1

I'm trying to read a pdf document ( I removed some content cause of sensitive data: https://ufile.io/bgghw ) into python. I have to work with the check boxes and perform action's based on these and other text.

I tried PyPDF3 but it only gave corrupted output, after a little research I found pdfminer which sounds promising with the downside to use python 2.7.

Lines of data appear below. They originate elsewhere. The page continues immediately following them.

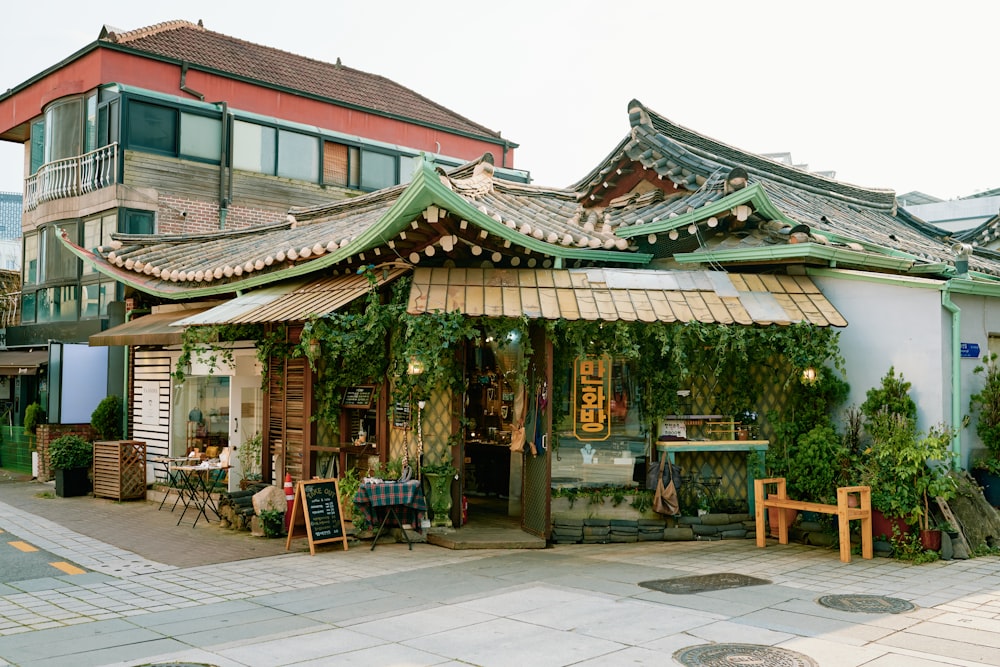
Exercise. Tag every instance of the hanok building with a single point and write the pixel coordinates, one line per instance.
(671, 228)
(173, 130)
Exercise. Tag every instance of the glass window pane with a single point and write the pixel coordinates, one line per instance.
(406, 168)
(378, 170)
(354, 166)
(63, 127)
(27, 306)
(152, 128)
(253, 147)
(90, 124)
(298, 156)
(201, 136)
(37, 145)
(95, 300)
(139, 222)
(30, 262)
(57, 261)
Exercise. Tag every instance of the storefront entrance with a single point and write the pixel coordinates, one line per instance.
(506, 424)
(215, 411)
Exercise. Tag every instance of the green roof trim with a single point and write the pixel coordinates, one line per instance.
(833, 256)
(426, 189)
(754, 194)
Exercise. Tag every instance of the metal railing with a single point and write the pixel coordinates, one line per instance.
(72, 177)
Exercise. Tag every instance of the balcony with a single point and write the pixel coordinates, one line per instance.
(72, 177)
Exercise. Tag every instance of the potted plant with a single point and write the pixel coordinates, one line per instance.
(987, 403)
(890, 425)
(107, 418)
(931, 457)
(70, 456)
(439, 477)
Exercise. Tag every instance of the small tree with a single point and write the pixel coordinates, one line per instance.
(106, 420)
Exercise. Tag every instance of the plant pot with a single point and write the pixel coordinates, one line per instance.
(72, 482)
(439, 499)
(883, 526)
(772, 519)
(930, 540)
(990, 484)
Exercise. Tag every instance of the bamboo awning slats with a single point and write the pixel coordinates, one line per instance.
(623, 294)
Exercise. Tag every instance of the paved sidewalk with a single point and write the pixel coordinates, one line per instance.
(569, 605)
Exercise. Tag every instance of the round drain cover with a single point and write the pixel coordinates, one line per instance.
(867, 604)
(727, 655)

I'm not sure if there are other package's or there is like a best practise for working with pdf's in python as all the information I got is several years old and most of the information is very contrary. Of course I could settle with the best package for my case :)

Thanks for any advice!

Sebastian
  • 2,227
  • 3
  • 19
  • 38

1 Answers1

5

First Option : PyPDF2

First run this in cmd to install PyPDF2: (may work better than PyPDF3 which you already tried)

pip install PyPDF2

Then to extract text from a pdf file use the following code:

# importing required modules 
import PyPDF2 

# creating a pdf file object 
pdfFileObj = open('example.pdf', 'rb') 

# creating a pdf reader object 
pdfReader = PyPDF2.PdfFileReader(pdfFileObj) 

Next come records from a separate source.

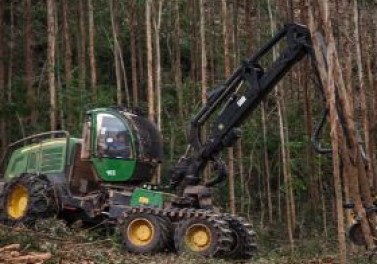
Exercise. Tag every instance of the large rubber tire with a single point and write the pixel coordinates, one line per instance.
(208, 237)
(40, 202)
(244, 244)
(144, 233)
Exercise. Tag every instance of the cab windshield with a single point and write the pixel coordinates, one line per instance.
(113, 137)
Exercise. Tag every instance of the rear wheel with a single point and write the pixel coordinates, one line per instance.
(27, 198)
(144, 233)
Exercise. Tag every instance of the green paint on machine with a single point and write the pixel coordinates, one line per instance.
(147, 197)
(109, 169)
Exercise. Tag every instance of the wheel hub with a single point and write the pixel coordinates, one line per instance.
(140, 232)
(17, 202)
(198, 237)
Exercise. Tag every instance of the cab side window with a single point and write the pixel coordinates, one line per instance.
(113, 137)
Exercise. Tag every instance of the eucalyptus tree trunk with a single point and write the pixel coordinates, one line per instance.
(132, 26)
(11, 49)
(82, 46)
(266, 164)
(157, 27)
(29, 68)
(67, 60)
(92, 57)
(224, 12)
(2, 78)
(350, 152)
(177, 60)
(289, 199)
(151, 107)
(362, 99)
(51, 32)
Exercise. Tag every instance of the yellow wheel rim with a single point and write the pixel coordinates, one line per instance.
(140, 232)
(17, 202)
(198, 237)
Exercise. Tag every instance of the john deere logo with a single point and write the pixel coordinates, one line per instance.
(143, 200)
(111, 172)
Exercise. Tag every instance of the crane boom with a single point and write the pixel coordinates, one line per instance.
(234, 101)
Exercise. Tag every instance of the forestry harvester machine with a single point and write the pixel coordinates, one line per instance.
(105, 175)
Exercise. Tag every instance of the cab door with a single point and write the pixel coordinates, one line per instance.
(114, 158)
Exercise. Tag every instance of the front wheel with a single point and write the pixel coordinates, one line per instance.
(209, 237)
(144, 233)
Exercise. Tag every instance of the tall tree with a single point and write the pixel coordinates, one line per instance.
(114, 9)
(148, 17)
(177, 60)
(29, 72)
(289, 200)
(51, 61)
(224, 12)
(361, 94)
(92, 57)
(67, 59)
(157, 27)
(132, 26)
(2, 78)
(82, 46)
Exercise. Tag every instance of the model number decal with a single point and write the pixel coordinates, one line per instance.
(241, 101)
(111, 172)
(143, 200)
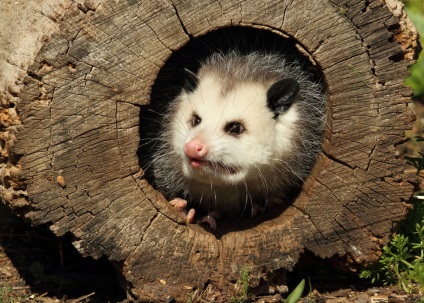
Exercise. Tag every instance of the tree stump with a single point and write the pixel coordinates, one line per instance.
(71, 99)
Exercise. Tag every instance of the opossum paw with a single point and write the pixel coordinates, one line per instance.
(211, 219)
(181, 206)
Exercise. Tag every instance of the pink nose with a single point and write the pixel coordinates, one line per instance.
(195, 149)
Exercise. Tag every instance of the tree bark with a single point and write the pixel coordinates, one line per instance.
(76, 73)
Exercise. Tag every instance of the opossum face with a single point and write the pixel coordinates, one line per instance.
(233, 137)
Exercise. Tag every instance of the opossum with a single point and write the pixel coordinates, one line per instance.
(244, 130)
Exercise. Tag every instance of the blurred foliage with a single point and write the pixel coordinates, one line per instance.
(415, 10)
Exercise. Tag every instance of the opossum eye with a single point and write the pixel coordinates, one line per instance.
(195, 120)
(234, 128)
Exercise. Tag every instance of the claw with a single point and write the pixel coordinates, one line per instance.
(210, 219)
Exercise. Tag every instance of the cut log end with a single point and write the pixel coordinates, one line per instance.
(71, 132)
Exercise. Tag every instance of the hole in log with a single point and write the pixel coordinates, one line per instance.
(169, 84)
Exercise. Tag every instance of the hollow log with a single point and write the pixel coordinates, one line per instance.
(75, 75)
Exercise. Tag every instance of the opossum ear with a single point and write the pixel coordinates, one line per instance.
(191, 80)
(282, 94)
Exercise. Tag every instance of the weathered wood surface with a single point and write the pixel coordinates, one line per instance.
(71, 94)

# printing number of pages in pdf file 
print(pdfReader.numPages) 

# creating a page object 
pageObj = pdfReader.getPage(0) 

# extracting text from page 
print(pageObj.extractText()) 

# closing the pdf file object 
pdfFileObj.close() 

2nd Option : Textract

Run this in cmd to install textract

pip install textract

Then to read a pdf use the following code:

import textract
text = textract.process('path/to/pdf/file', method='pdfminer')

Good luck!